Where Does My Recycling Go?
Have you ever wondered what happens to your recyclables after you place them in the recycling container? Well, there are a number of steps that have to take place in order to turn your old soda can into a new soda can.
1. You Recycle
Every time you place an item in the recycling bin, you are helping to keep valuable commodities out of the landfill, while also conserving natural resources used to make new products. Be sure to recycle everything you can using the University's easy single-stream system. Single-stream recycling means you can put all recyclables (e.g., paper, cardboard, plastic containers, metal containers) all in one bin, no sorting necessary.

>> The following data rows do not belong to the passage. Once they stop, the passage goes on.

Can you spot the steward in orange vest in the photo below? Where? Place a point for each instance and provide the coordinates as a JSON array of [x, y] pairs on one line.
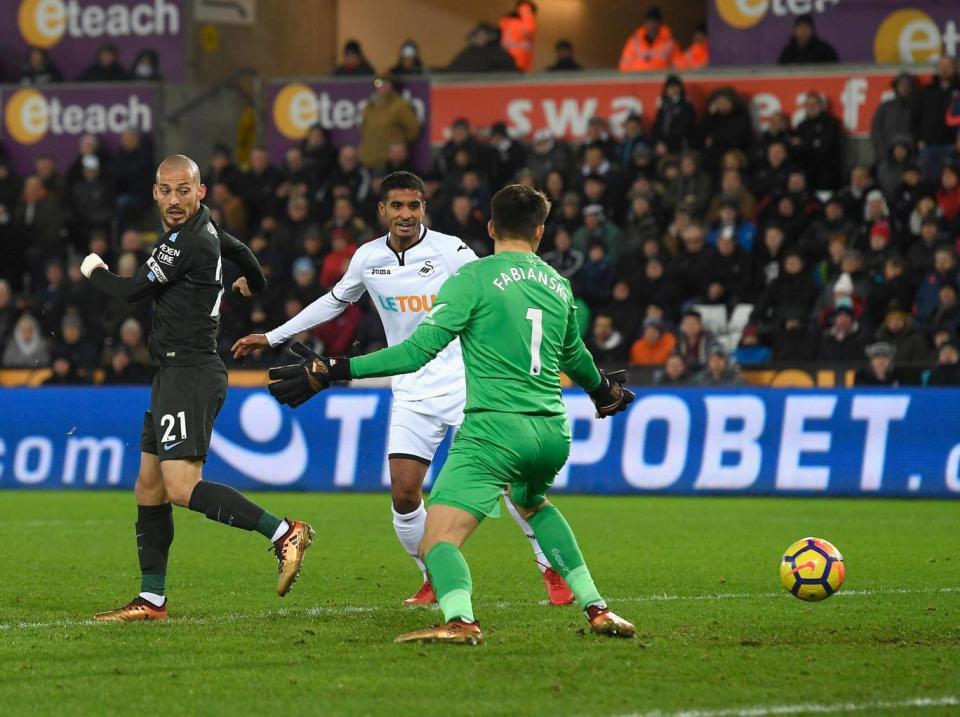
[[651, 47], [517, 30], [698, 54]]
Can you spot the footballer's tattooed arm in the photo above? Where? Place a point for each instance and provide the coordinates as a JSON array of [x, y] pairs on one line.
[[126, 289]]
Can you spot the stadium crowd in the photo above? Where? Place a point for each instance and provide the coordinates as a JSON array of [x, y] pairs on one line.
[[694, 243]]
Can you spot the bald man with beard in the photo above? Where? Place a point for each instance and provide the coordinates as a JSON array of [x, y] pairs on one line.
[[184, 276]]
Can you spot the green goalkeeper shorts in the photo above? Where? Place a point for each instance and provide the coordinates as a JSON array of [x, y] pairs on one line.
[[493, 451]]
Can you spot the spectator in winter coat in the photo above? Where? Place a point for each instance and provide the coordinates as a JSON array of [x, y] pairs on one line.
[[893, 118], [805, 47], [91, 200], [733, 190], [675, 125], [107, 67], [257, 186], [595, 280], [566, 259], [483, 53], [947, 370], [818, 145], [920, 256], [785, 307], [843, 342], [507, 157], [121, 370], [606, 344], [934, 137], [879, 370], [563, 58], [944, 272], [38, 69], [131, 170], [731, 273], [518, 29], [768, 257], [719, 371], [695, 264], [641, 225], [654, 346], [658, 288], [691, 187], [729, 223], [946, 314], [910, 343], [26, 348], [891, 166], [408, 62], [625, 311], [596, 229], [750, 352], [815, 240], [673, 373], [697, 56], [725, 126], [354, 63], [387, 118], [948, 196], [651, 47], [896, 287], [770, 178], [693, 341], [146, 66], [548, 155]]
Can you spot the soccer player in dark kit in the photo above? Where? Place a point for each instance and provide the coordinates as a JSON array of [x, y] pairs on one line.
[[184, 277]]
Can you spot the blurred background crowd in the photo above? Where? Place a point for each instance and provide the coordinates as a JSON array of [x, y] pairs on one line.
[[695, 244]]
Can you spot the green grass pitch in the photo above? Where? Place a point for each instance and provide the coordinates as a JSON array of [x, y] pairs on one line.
[[718, 635]]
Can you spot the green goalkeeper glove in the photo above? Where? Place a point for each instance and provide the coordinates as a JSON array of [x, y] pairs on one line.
[[295, 384], [610, 396]]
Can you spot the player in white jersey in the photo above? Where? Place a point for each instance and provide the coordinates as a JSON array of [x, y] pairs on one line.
[[403, 271]]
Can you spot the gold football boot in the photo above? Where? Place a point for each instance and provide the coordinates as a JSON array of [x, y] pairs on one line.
[[605, 622], [455, 632], [290, 550], [136, 610]]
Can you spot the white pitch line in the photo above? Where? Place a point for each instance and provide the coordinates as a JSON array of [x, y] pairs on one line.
[[813, 708], [354, 609]]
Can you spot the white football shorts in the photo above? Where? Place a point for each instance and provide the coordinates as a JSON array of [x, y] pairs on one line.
[[418, 427]]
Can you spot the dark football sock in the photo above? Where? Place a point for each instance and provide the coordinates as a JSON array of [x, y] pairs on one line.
[[225, 505], [154, 536]]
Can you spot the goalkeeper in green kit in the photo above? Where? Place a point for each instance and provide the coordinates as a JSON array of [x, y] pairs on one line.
[[515, 318]]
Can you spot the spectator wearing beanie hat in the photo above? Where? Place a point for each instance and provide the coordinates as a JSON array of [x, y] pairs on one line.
[[651, 47], [879, 370], [749, 351], [843, 341], [947, 370], [354, 63], [654, 345]]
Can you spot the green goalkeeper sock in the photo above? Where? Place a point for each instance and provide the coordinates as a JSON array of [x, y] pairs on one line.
[[560, 545], [450, 576]]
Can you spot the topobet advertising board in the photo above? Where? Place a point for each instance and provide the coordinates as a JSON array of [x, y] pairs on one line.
[[721, 442]]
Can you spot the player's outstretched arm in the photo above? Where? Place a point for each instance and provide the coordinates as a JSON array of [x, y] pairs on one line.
[[324, 309], [605, 390], [328, 307], [297, 383], [141, 284]]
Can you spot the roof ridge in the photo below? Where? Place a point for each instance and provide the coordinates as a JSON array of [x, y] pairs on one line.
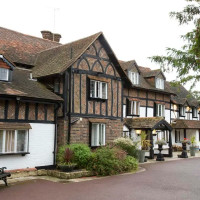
[[49, 41]]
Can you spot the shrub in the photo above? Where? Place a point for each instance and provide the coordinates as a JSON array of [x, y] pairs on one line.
[[82, 154], [110, 161], [127, 145]]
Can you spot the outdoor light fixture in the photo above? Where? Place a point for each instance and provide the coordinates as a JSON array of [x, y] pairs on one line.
[[138, 131]]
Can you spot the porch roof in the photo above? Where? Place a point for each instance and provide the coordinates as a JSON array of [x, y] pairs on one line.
[[186, 124], [148, 123]]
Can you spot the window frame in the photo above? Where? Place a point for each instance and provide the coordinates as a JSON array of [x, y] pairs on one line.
[[97, 91], [13, 142], [7, 75], [98, 143], [133, 107], [160, 110], [160, 83], [134, 77]]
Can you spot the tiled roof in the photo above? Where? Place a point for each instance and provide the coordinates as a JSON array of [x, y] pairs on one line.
[[145, 122], [186, 124], [58, 59], [183, 96], [144, 83], [21, 48], [22, 86]]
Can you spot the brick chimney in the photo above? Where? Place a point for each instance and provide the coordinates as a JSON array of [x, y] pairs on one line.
[[51, 36]]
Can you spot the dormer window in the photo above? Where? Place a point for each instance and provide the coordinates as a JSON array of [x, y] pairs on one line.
[[4, 74], [134, 77], [160, 83], [182, 111]]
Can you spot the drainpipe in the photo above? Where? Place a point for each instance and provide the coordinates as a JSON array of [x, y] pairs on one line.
[[57, 106]]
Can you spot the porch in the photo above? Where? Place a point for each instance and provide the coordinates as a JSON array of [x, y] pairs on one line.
[[156, 128]]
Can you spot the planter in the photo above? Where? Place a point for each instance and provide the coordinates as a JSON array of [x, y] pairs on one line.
[[192, 151], [67, 168], [160, 156], [141, 156], [184, 152]]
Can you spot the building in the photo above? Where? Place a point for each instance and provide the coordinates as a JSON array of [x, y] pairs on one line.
[[52, 94]]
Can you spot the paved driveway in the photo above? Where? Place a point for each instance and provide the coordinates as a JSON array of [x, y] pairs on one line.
[[175, 180]]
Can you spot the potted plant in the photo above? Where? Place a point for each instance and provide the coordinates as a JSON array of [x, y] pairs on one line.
[[65, 163], [184, 146], [192, 147], [145, 144], [160, 143]]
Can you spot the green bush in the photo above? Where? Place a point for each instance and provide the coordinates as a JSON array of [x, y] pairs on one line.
[[82, 154], [110, 161], [127, 145]]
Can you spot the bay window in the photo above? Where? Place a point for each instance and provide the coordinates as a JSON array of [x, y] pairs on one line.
[[133, 108], [4, 74], [134, 77], [160, 83], [13, 141], [98, 89], [98, 134]]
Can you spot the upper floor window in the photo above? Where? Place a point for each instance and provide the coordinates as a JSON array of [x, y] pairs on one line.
[[182, 111], [160, 110], [133, 108], [98, 134], [134, 77], [194, 112], [98, 89], [160, 83], [4, 74]]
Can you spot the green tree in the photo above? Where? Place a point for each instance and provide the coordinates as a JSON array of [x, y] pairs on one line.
[[185, 61]]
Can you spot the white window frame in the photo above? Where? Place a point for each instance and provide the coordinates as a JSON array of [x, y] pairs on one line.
[[134, 107], [134, 77], [182, 111], [160, 83], [160, 110], [13, 143], [98, 134], [4, 74], [98, 89]]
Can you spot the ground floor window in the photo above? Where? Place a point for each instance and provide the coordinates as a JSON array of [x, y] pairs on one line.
[[98, 134], [13, 141], [177, 136]]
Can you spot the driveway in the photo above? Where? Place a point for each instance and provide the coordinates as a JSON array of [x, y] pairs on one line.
[[175, 180]]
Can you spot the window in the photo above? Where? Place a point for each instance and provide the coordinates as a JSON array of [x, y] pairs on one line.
[[160, 83], [56, 86], [194, 112], [182, 111], [177, 136], [4, 74], [133, 108], [134, 77], [98, 89], [13, 141], [98, 134], [160, 110]]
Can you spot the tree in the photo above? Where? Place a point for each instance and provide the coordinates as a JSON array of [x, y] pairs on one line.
[[185, 61]]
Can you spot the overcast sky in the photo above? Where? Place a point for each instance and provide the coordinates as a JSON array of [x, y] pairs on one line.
[[135, 29]]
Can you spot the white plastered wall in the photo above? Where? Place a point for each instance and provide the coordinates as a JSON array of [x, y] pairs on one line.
[[41, 147]]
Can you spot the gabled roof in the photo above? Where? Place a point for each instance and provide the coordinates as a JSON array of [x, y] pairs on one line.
[[153, 73], [183, 96], [22, 86], [186, 124], [57, 60], [21, 48], [147, 123]]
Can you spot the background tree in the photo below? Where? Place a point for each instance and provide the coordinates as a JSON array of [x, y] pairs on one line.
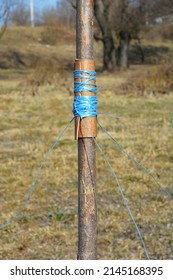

2. UI Custodial Staff Collects Recyclables
University of Iowa custodians empty recyclables from communal containers and take the materials to the exterior recycling dumpster or cart to await collection.
3. Waste Management Hauls Recyclables
Waste Management has a fleet of trucks that drive around campus collecting all of the recyclables that have been placed in the exterior recycling dumpsters and carts. Once a truck is full, it takes the recyclables to a Materials Recovery Facility (MRF) in Cedar Rapids.
4. Everything Gets Sorted
Once at the MRF, a combination of automated machinery and manual laborers sort through the mixed recyclables and separate materials into different categories. Non-recyclable items (aka, contaminants), are removed during the sorting process, however, they can cause problems at the MRF, so it's important to minimize contamination by recycling right.
The recyclables are dumped as a mixture onto the tipping floor and fed onto an inclined conveyor belt. As the materials proceed, ferrous metals such as soup cans are pulled out by a magnet. Aluminum is non-ferrous but does react to the electrical charge of a spinning magnet called an eddy current. When the aluminum comes into contact with the eddy current, the aluminum literally jumps off the conveyor belt into a collection bin!
Paper, cardboard, and plastic drop onto a separate conveyor for further separation. Line workers pull paper and cardboard off of the conveyor and toss them down shutes inot separate collection bins. Then, plastics are either separated manually by resin type (which is indicated by the number inside the recycling arrows) or by special machinery.
Once separated, the materials are baled (or loaded into a large container) and sent on to be reprocessed into new products.
5. Manufacturers Buy Recyclables And Turn Them Into New Products
Many businesses manufacture new products from recycled materials and they rely on you to provide the recyclables that keep their plants running. Each type of material is processed differently based on its unique characteristics. For example, plastic is shredded, cleaned, and shaped into pellets that are remelted into a variety of new plastic products. Aluminum and steel are shredded, cleaned, and melted into new aluminum and steel products. Paper and cardboard are recycled by mixing them with water to create a pulp slurry in a giant blender called a pulper. The pulp mix passes through cleaning equipment to remove any contaminants. Next, the pulp goes through an ink removal process and then is spread out over large screens and dried to become new paper and cardboard.
6. Consumers Buy Recycled Products
The final step is buying products made from post-consumer recycled materials. When you buy post-consumer recycled products, you create a demand for those products and strengthen the markets for the items you put in your recycling bin. After all, if no one buys recycled products, there's not reason to recycle in the first place.